The International Journal of the Addictions, 21(6), 605-642, 1986.

        (I) "On the basis of available research, it was concluded
that there is no evidence that marijuana produces gross structural
cerebral changes and little evidence that it leads to functional
impairment, although subtle impairment cannot be ruled out." pg. 605.

        (II) "Evidence from both American and cross-cultural studies
suggests that marijuana probably does not produce chronic cerebral
impairment, although subtle impairment cannot be ruled out." pg. 629.

        This paper summarizes what research had determined about
marijuana's effects on the brain by the early 1980's.

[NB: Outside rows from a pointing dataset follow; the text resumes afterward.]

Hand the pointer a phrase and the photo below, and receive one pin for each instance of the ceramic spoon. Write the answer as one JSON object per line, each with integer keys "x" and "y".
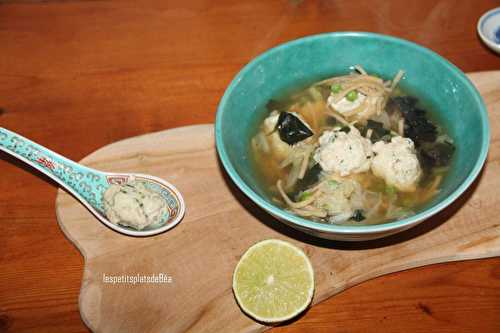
{"x": 88, "y": 185}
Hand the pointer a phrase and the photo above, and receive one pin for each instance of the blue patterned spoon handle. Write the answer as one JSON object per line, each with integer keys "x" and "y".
{"x": 83, "y": 182}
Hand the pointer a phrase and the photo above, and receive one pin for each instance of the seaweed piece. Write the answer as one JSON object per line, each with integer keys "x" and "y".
{"x": 437, "y": 154}
{"x": 403, "y": 104}
{"x": 358, "y": 215}
{"x": 417, "y": 126}
{"x": 291, "y": 129}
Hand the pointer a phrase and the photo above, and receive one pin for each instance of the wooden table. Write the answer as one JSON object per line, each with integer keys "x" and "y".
{"x": 77, "y": 75}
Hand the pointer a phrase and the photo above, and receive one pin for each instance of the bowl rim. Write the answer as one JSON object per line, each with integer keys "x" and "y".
{"x": 480, "y": 28}
{"x": 350, "y": 229}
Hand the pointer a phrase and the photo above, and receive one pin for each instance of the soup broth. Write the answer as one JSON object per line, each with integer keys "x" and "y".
{"x": 351, "y": 149}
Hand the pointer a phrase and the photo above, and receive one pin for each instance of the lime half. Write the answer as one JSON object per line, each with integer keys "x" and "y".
{"x": 273, "y": 281}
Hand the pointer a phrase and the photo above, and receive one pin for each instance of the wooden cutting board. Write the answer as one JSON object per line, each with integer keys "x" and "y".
{"x": 199, "y": 255}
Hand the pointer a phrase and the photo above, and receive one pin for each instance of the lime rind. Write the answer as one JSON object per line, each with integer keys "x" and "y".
{"x": 273, "y": 281}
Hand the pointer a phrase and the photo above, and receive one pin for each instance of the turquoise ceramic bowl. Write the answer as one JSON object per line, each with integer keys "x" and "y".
{"x": 441, "y": 85}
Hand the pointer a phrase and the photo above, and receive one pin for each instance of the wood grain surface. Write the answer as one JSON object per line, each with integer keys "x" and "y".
{"x": 220, "y": 224}
{"x": 77, "y": 75}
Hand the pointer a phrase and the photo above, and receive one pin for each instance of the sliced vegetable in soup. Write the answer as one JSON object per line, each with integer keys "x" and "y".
{"x": 351, "y": 149}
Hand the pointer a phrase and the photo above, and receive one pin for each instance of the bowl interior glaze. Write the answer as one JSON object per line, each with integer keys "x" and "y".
{"x": 439, "y": 84}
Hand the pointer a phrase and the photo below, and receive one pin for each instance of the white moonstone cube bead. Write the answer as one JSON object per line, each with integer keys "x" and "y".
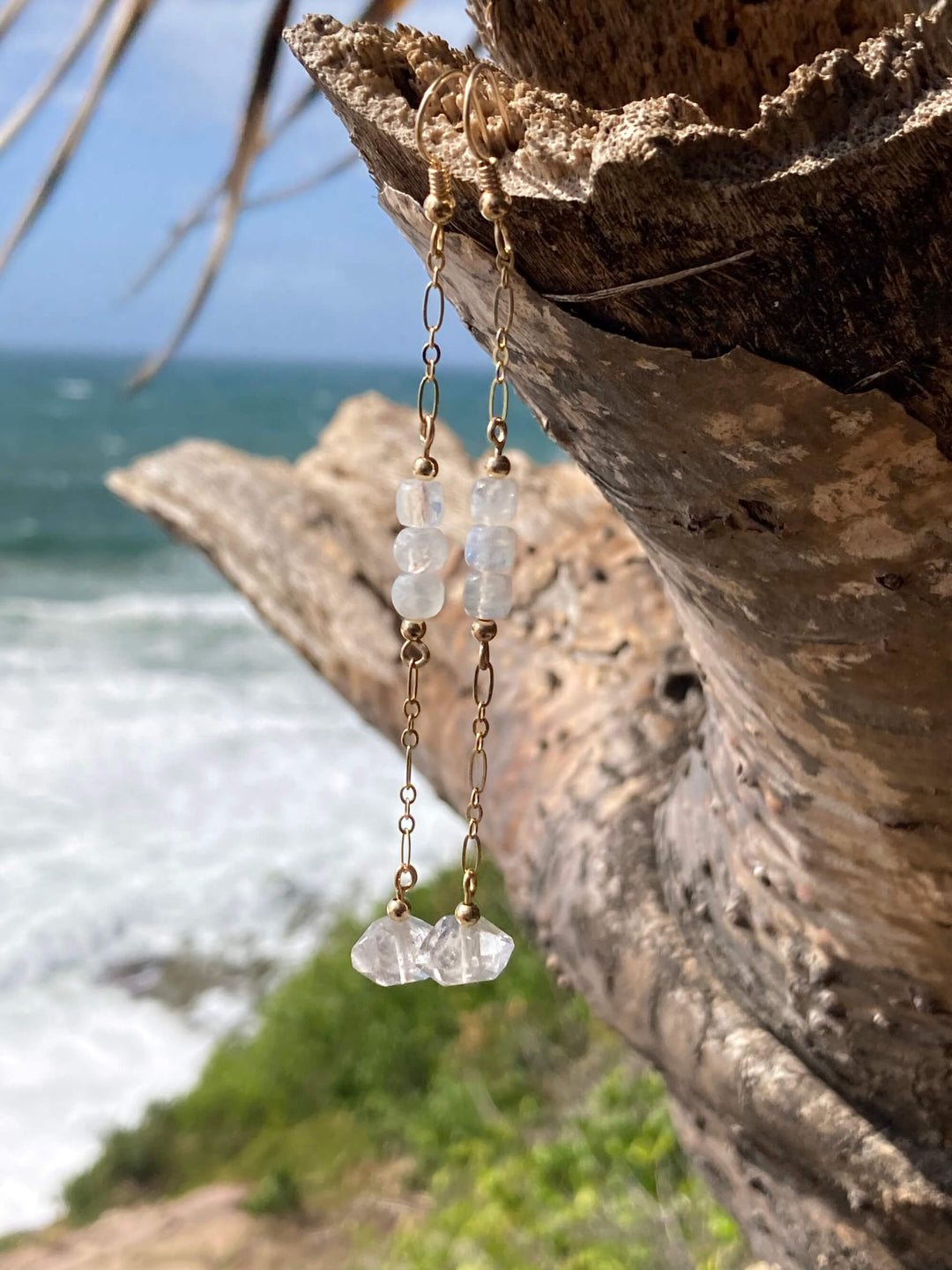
{"x": 389, "y": 952}
{"x": 420, "y": 550}
{"x": 453, "y": 952}
{"x": 490, "y": 548}
{"x": 419, "y": 502}
{"x": 493, "y": 501}
{"x": 418, "y": 594}
{"x": 487, "y": 594}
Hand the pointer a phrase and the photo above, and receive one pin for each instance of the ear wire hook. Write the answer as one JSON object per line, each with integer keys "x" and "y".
{"x": 421, "y": 111}
{"x": 472, "y": 109}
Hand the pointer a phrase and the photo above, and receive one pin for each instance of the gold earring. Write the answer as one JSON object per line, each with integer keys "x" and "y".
{"x": 389, "y": 950}
{"x": 464, "y": 946}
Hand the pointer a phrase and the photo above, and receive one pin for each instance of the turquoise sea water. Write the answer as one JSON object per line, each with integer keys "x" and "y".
{"x": 175, "y": 782}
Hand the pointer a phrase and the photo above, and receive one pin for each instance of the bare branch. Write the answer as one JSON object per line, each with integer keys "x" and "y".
{"x": 245, "y": 153}
{"x": 201, "y": 211}
{"x": 31, "y": 103}
{"x": 11, "y": 13}
{"x": 122, "y": 31}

        This paper also marks a transition in the focus of research
from brain damage to brain function.

 Leo E. Hollister

Health Aspects of Cannabis

Pharmacological Reports, 38(1), 1-20. 1986.

        This article reviews a) the acute and chronic effects of
cannabis in humans b) the possible adverse effects of cannabis on
health and c) the therapeutic uses of cannabis.  This article is
cited frequently and is considered one of the most authoritative
analyses of cannabis-oriented research to date.  Subsequent research
has tended to support Hollister's conclusions, particularly in regard
to tolerance and dependence.

        "Tolerance is not a problem when doses are small, or
infrequent, or where the pattern of use of the drug is not prolonged.
Tolerance only becomes a major factor with high, sustained, and
prolonged use of the drug . . . Large doses of THC are required over
long time periods for tolerance to develop.  As most social use of
the drug does not meet these requirements, neither tolerance nor
dependence has been a major issue in its social use."  pg. 9.

 William A. Devane, Francis A. Dysarz III, M. Ross Johnson, Lawrence
S. Melvin, and Allyn C. Howlett

Determination and Characterization of a Cannabinoid Receptor in Rat
Brain

Molecular Pharmacology, 34:605-613.  1988.

        Prior to this study, "one reason for our lack of insight
concerning the actions of cannabinoid drugs in the (Central Nervous
System) is that a clearly defined cellular mechanism(s) for this
class of drugs has remained elusive."  pg. 605.

        It had long been suspected that the effects of cannabis were
mediated by receptors in the brain, but until this study the
technology to determine and characterize these receptors did not
exist.  Prior research had established criteria for a
pharmacologically distinct cannabinoid receptor; this study met those
criteria by using autoradiographic binding of a potent isomer of THC
to tissues from a rat brain.

 Miles Herkenham, Allison B. Lynn, Mark D. Little, M. Ross Johnson,
Lawrence S. Melvin, Brian R. De Costa, and Kenner C. Rice.

Cannabinoid Receptor Localization in Brain

Proceedings of the National Academy of Science USA, 87:1932-1936.
1990.

        Herkenham's research team applied the technology developed by
Howlett's team to locating cannabinoid receptors in guinea pig, rat,
dog, monkey and human brains.

        Receptors are most dense in the basal ganglia, hippocampus,
and cerebellum, and are sparse in the lower brainstem areas
controlling heart and lung functions.  "High densities of receptors
in the forebrain and cerebellum implicate roles for cannabinoids in
cognition and movement." (pg. 1932.)

        Addressing recent interest in dopamine release in the brain,
Herkenham notes that:  "The presence of cannabinoid receptors in the
ventromedial striatum suggests an association with dopamine circuits
thought to mediate reward.  However, reinforcing properties of
cannabinoids have been difficult to demonstrate in animals.
Moreover, cannabinoid receptors in the basal ganglia are not
localized on dopamine neurons."  pg. 1936.